Predictive analytics lets organizations look ahead in an effort to optimize business strategies. But there has to be a purpose to the analytics efforts, and a solid plan behind them.
From recommending additional purchases based on the items that customers place in online shopping carts to pinpointing hospital patients who have a greater risk of readmission, the use of predictive analytics tools and techniques is enabling organizations to tap their collections of data to predict future business outcomes — if the process is managed properly.
Predictive analytics has become an increasingly hot topic in analytics circles as more people realize that predictive modeling of customer behavior and business scenarios is “the big way to get big value out of data,” said Mike Gualtieri, an analyst at Forrester Research Inc. As a result, predictive analytics deployments are gaining momentum, according to Gualtieri, who said that he has seen an increase in adoption levels from about 20% in 2012 to “the mid- to high-30% range” now.
That’s still relatively low — which creates even bigger potential business benefits for organizations that have invested in predictive analytics software. If a company’s competitors aren’t doing predictive analytics, it has “a great opportunity to get ahead,” Gualtieri said.

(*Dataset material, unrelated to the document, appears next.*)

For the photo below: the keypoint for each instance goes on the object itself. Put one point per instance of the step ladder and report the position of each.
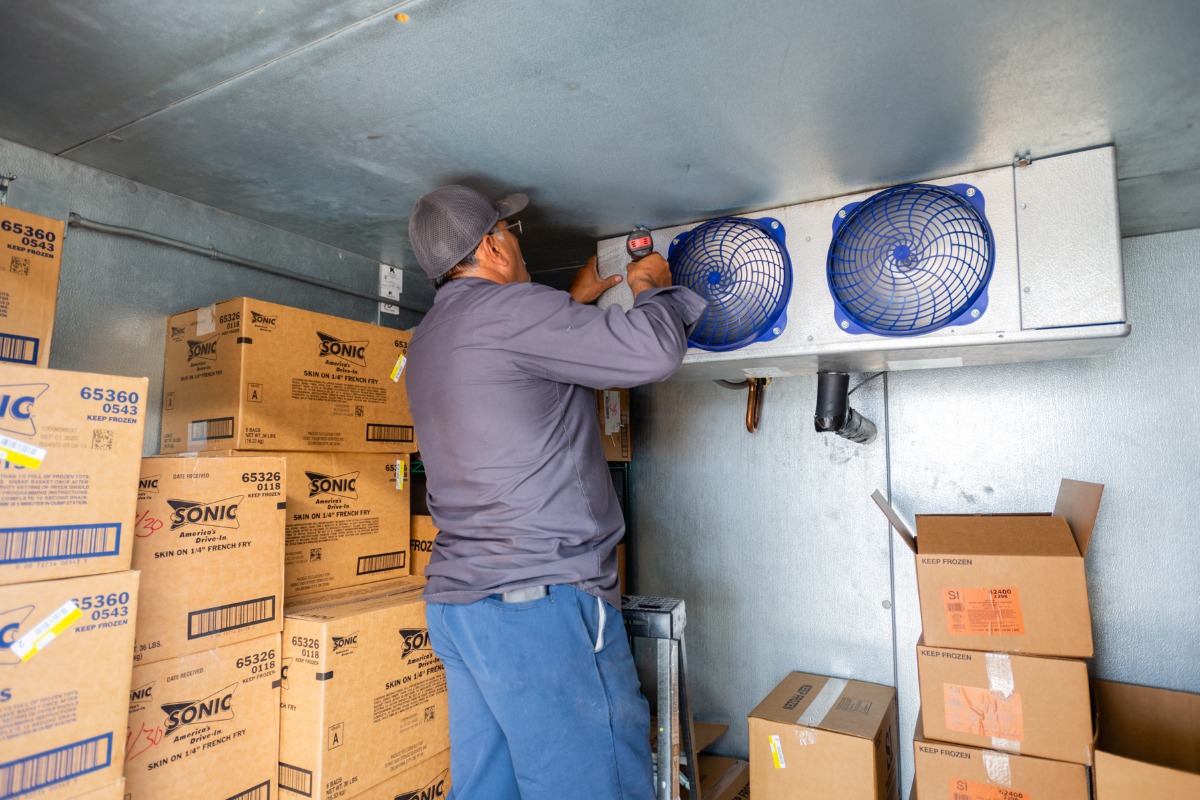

Predictive analytics projects can also provide those benefits across various industries, said Eric King, president and founder of The Modeling Agency LLC, an analytics consulting and training services firm based in Pittsburgh. “Everyone is overwhelmed with data and starving for information,” King noted.
But that doesn’t mean it’s just a matter of rolling out the technology and letting analytics teams play around with data. When predictive analytics is done well, the business benefits can be substantial — but there are “some mainly strategic pitfalls” to watch out for, King said. “Many companies are doing analytics to do analytics, and they aren’t pursuing analytics that are measurable, purposeful, accountable and understandable by leadership.”
One common mistake is putting too much emphasis on the role of data scientists. “Businesses think the data scientists have to understand the business,” Gualtieri said. With that in mind, they end up looking for experienced data analysts who have all the required technical skills and also understand their business practices, a combination that he warned can be nearly impossible to find. “That’s why they say, ‘A data scientist is a unicorn.’ But it doesn’t have to work that way.”
Instead, he recommended, business managers should be the ones who walk through customer experience management operations or other business processes and identify the kinds of behaviors and trends they’d like to predict, “then go to the data scientists and ask if they can predict them.”
King agreed that organizations often give data scientists too much responsibility and leeway in analytics applications.
“They’re really not analytics leaders in a lot of cases,” he said, adding that data scientists often aren’t very effective at interviewing people from the business side about their needs or defining analytics project plans. Echoing Gualtieri, King said a variety of other people, from the business and IT, should also play roles in predictive analytics initiatives. “When you have the right balance with your team, you’ll end up with a purposeful and thriving analytics process that will produce results.”
Companies looking to take advantage of predictive analytics tools also shouldn’t just jump into projects without a plan.
“You can’t approach predictive analytics like you do a lot of other IT projects,” King said. It’s important, he advised, to think strategically about an implementation upfront, plotting out a formal process that starts with a comprehensive assessment of analytics needs and internal resources and skills. “That’s where we’re seeing not only a greater adoption of predictive analytics, but far greater results,” he said.